Trevor nodded as he opened
the door. “Owned by a friend of mine with special talents. It’s the perfect
front for what he does.”
“If you say so.” Kemp looked
around at the shelves filled with bottles labeled with strange names, dolls---made of wood, Spanish moss and maybe other things he didn’t really want to
think about---candles and ritual kits. “But I thought we were coming here to get
me a weapon.”
An older man stepped out
from behind a curtain at the back of the shop and Kemp froze, sensing vampyre.
He relaxed slowly as he realized the man was a dhampir.
“Trev,” the man exclaimed.
“Damn I haven’t seen you in like forever. How goes it man?”
“I’m still alive, which is
more than I can say for a handful of our enemies. Mycroft, this is Kemp. He’s
sort of my... protégée I suppose.”
“Mycroft as in Sherlock
Holmes’ brother?” Kemp asked with slight laugh before remembering his manners.
“It’s nice to meet you sir.”
“You as well, young man, and
no, not in reality,” the man replied with a grin, “The name is the result of
having a mother who was a fan of Conan Doyle. I consider myself lucky she
didn’t name me Sherlock. That honor went to my brother.”

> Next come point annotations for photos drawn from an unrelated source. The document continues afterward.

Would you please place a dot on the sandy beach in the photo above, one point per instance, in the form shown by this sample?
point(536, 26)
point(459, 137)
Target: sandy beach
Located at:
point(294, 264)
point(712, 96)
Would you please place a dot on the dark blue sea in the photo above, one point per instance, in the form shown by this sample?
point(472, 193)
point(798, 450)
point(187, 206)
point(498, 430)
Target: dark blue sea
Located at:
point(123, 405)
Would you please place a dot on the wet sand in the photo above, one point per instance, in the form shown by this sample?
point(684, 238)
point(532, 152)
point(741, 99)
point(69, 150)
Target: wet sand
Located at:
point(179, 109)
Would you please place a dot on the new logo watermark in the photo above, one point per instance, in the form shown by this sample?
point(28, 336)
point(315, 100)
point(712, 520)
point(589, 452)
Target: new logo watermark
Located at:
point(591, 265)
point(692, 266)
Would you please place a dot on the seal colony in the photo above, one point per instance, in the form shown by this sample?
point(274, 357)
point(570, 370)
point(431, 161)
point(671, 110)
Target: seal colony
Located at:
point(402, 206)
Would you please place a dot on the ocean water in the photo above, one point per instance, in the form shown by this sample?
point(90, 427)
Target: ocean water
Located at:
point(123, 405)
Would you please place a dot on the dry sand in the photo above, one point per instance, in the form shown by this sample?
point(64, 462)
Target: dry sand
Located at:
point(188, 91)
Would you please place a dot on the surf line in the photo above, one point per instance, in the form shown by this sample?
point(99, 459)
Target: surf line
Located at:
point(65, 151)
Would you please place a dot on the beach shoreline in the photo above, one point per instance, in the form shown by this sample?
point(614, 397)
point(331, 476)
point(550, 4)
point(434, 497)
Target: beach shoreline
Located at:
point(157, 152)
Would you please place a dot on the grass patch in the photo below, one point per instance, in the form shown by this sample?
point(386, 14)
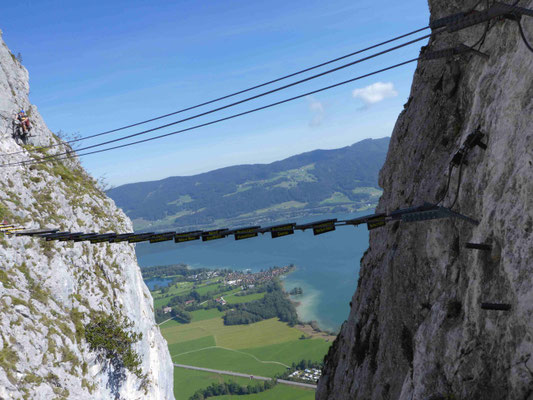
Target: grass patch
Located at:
point(244, 299)
point(276, 393)
point(186, 382)
point(259, 334)
point(191, 345)
point(4, 278)
point(294, 351)
point(202, 315)
point(228, 360)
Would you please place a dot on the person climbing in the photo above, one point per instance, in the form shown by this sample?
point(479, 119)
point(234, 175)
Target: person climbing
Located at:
point(21, 126)
point(23, 121)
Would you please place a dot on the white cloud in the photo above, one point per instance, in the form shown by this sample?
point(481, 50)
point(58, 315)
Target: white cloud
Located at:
point(375, 93)
point(317, 109)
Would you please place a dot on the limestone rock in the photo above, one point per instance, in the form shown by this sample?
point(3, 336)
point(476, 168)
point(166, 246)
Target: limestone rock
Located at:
point(416, 329)
point(50, 290)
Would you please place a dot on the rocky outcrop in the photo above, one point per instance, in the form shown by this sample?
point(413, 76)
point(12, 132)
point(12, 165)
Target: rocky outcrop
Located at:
point(53, 294)
point(416, 329)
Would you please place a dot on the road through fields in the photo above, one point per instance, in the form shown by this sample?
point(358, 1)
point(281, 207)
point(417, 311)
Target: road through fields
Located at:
point(260, 378)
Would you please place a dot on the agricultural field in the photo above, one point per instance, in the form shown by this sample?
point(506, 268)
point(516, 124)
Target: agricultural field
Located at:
point(264, 348)
point(243, 299)
point(279, 392)
point(186, 382)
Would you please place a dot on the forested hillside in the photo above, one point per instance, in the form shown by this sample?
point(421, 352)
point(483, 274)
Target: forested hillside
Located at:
point(315, 182)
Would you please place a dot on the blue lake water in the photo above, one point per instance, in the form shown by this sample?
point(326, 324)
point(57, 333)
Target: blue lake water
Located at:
point(163, 282)
point(327, 265)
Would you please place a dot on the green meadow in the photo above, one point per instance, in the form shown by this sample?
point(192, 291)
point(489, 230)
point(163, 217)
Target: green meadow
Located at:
point(186, 382)
point(264, 348)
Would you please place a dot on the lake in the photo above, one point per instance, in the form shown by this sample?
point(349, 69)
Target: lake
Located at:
point(327, 265)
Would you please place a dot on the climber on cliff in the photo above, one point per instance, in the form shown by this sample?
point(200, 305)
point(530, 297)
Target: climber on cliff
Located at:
point(23, 121)
point(22, 126)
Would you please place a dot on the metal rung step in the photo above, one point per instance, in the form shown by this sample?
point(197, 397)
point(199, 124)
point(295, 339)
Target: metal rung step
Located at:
point(496, 306)
point(478, 246)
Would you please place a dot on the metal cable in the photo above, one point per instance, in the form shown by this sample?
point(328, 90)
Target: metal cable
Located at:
point(235, 93)
point(72, 154)
point(459, 181)
point(241, 101)
point(450, 170)
point(524, 36)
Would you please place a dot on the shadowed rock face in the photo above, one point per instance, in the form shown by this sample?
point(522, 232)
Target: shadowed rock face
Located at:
point(416, 329)
point(50, 290)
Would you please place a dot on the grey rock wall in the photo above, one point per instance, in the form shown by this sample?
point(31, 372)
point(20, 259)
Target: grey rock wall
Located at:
point(416, 329)
point(50, 290)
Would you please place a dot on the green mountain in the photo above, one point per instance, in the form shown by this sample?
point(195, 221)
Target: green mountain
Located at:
point(316, 182)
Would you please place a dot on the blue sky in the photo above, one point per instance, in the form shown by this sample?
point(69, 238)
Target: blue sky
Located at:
point(99, 65)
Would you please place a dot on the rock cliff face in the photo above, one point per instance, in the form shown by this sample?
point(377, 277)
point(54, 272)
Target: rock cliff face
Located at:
point(52, 293)
point(416, 329)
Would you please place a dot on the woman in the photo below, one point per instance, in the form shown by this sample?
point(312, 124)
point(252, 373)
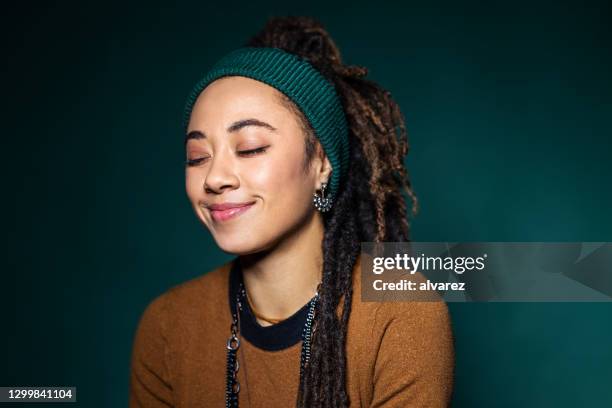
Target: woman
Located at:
point(270, 126)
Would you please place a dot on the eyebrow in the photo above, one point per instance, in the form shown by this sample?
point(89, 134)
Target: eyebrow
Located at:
point(234, 127)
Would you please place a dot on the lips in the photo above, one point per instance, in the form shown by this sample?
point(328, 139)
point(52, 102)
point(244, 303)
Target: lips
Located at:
point(227, 211)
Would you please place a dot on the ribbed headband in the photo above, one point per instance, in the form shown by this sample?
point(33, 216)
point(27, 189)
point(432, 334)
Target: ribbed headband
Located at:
point(303, 84)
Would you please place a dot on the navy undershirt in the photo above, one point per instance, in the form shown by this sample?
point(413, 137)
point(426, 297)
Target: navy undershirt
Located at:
point(271, 338)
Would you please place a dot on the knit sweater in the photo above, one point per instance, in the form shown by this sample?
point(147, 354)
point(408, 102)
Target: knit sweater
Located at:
point(399, 354)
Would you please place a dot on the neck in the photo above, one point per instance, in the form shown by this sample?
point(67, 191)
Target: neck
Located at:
point(281, 280)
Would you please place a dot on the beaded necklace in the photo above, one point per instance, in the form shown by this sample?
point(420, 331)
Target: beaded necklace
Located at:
point(233, 344)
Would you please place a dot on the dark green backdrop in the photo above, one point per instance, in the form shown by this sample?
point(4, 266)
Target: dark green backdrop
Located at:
point(508, 107)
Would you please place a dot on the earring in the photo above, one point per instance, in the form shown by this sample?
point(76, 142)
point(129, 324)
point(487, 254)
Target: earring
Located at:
point(321, 202)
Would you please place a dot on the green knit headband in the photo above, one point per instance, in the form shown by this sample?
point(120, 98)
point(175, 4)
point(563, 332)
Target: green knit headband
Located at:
point(303, 84)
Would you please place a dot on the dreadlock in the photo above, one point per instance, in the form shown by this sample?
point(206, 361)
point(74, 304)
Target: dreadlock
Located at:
point(369, 207)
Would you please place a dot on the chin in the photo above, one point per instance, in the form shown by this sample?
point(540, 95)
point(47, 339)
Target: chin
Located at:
point(240, 244)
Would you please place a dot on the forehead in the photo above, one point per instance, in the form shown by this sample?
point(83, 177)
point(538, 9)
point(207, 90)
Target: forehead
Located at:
point(236, 95)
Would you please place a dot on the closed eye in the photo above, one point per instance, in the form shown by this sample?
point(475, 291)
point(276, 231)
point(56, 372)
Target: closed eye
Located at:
point(195, 162)
point(253, 152)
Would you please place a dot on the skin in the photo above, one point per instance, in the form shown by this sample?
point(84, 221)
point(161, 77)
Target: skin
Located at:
point(279, 238)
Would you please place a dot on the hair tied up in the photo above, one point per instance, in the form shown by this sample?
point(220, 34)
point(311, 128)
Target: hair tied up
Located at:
point(350, 71)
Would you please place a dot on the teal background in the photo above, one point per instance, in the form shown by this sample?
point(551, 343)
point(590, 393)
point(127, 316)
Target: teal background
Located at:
point(508, 107)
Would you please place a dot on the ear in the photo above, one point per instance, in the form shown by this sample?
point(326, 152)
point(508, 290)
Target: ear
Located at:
point(323, 170)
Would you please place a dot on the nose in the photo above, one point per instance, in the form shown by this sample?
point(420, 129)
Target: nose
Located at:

“And your sister is Irene?”
“If I had one she probably
would be.”
“Wait a minute, you have a
brother?”
Mycroft nodded. “He’s quite
human. I’m the outcome of mother’s liaison with a vampyre, although she says
she didn’t know that’s what he was. It was a bit of a shock when my abilities
began manifesting themselves.”
“And your father…”
“Is no longer around, though
that’s not my doing. He ran afoul of a pair of vampyre hunters long before I
could have gone searching for him.”
Looking between Trevor and
Mycroft, Kemp said with great sincerity, “I guess I was lucky. My father is one
of the good ones. He married my mother and they’re living happily ever after as
the saying goes.”
“If I’m not being too
inquisitive has he turned her?”
Kemp shook his head, saying,
“No,” and leaving it at that.
Mycroft didn’t probe
further, asking instead, “To what do I owe the honor of this visit, Trev?”